Livedandlearned · 27/08/2021 15:12

I wish I had warned the girlfriends of my ex, but I didn't think they would believe me.

It sounds messy and it won't get any better soon OP

ProudAlly · 27/08/2021 15:14

Why hasn't he blocked her on social media? Why is he continuing to engage with her by letting her see his photos and letting her see you comment on them? That's a huge red flag to me after an acrimonious break up. There's unfinished business and if I were you I'd keep well away from the pair of them

FleasInMyKnees · 27/08/2021 15:14

Are they pictures he has taken while he has been with you, how does she know you are his gf. I always distance myself from exes and their new partners and never bother to talk about them, unless there are children involved who you see.

RantyAunty · 27/08/2021 15:14

I wouldn't continue. He's too old and comes with a bad reference.
The surest way to test is to be disagreeable about something and tell him no a few times. Cancel a date. Don't answer a text or phone call for awhile.

Journeyofthedragons · 27/08/2021 15:15

I think you should always listen to a woman's warning about a man

This.

What did he do to drive her to act this way?

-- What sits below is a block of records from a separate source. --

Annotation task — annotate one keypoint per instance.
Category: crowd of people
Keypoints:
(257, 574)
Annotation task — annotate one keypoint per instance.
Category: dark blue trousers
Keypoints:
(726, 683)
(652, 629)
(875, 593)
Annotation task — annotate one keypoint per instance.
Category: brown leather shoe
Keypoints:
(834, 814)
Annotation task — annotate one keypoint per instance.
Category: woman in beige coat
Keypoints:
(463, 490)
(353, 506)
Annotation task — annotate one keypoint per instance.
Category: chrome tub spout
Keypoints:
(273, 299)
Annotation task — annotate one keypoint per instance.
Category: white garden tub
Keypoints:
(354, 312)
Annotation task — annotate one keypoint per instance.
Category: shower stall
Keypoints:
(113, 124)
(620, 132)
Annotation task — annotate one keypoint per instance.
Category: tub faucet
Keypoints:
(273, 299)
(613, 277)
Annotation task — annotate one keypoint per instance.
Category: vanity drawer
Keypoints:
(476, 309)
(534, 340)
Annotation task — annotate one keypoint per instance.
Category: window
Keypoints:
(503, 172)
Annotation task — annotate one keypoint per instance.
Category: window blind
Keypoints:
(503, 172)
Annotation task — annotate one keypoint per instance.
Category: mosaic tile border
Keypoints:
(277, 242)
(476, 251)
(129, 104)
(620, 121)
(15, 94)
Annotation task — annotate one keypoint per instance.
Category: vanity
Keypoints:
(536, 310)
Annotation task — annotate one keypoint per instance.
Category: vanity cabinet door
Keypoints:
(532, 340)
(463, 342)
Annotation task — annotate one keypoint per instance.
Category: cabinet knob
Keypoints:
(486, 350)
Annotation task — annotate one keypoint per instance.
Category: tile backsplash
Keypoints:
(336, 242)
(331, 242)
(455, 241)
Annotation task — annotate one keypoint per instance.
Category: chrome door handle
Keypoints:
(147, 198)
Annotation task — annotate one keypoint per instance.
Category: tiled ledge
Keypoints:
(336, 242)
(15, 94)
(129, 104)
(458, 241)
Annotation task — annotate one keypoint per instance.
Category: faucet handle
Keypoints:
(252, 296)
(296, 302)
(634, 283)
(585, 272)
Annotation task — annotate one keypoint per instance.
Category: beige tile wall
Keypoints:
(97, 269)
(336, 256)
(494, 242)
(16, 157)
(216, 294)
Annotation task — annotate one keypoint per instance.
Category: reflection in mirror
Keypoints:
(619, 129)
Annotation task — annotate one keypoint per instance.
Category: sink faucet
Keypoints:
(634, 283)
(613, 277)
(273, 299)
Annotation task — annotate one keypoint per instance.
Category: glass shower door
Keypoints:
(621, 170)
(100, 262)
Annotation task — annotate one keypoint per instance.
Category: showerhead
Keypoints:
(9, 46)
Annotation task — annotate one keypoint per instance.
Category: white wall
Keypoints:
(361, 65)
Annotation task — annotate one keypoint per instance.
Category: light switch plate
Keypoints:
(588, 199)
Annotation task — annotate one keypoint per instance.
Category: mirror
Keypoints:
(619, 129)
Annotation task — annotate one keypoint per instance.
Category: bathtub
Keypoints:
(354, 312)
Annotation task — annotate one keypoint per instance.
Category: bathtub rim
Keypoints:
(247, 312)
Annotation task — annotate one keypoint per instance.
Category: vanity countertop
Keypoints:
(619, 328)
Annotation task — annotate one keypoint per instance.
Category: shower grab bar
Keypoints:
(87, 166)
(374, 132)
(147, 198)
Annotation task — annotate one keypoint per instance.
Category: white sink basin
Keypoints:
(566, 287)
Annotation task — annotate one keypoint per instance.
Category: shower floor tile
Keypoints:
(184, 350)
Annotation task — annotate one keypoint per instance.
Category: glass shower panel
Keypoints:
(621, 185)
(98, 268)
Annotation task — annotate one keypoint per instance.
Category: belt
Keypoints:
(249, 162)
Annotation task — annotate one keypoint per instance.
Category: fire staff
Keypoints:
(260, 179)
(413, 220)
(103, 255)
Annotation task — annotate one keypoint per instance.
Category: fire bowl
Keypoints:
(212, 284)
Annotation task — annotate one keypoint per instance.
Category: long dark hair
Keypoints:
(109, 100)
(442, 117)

peachgreen · 27/08/2021 15:15

I briefly dated a guy like this and immediately bailed. He set my spidey-senses tingling with his talk of his narc ex etc etc. I was right - it later emerged that he was under investigation for domestic abuse. I would be very careful.

forumdonkey · 27/08/2021 15:16

So many times I have seen posts from women wanting to genuinely warn their abusive exs new partner. With this in mind, I would proceed with caution and look out for red flags and be prepared to leave if something isn't right.

Owlberry · 27/08/2021 15:18

@StarryNight468

And I'd be asking him what he's learnt from the relationship and where he went wrong. You'll be able to see if he puts it all on her by calling her the narc or if he can reflect and see where his actions may have caused conflict and stress.
I think this is how I’ll scope it out.
OP posts:
Staryflight445 · 27/08/2021 15:22

What is the age gap op? abusive men often go after younger women.

I can’t imagine a nearly 40 year old wanting to be with someone in their mid 20s tbh.

knittingaddict · 27/08/2021 15:22

I know someone who would love to warn the new partner about her ex's behaviour. It was reported to the police and went to CPS. She won't because chances her he's painted her as the crazy ex, lied about everything and it will dredge up a load of history and drama.

Personally I would be more on the side of believing her and be extremely careful about how you proceed.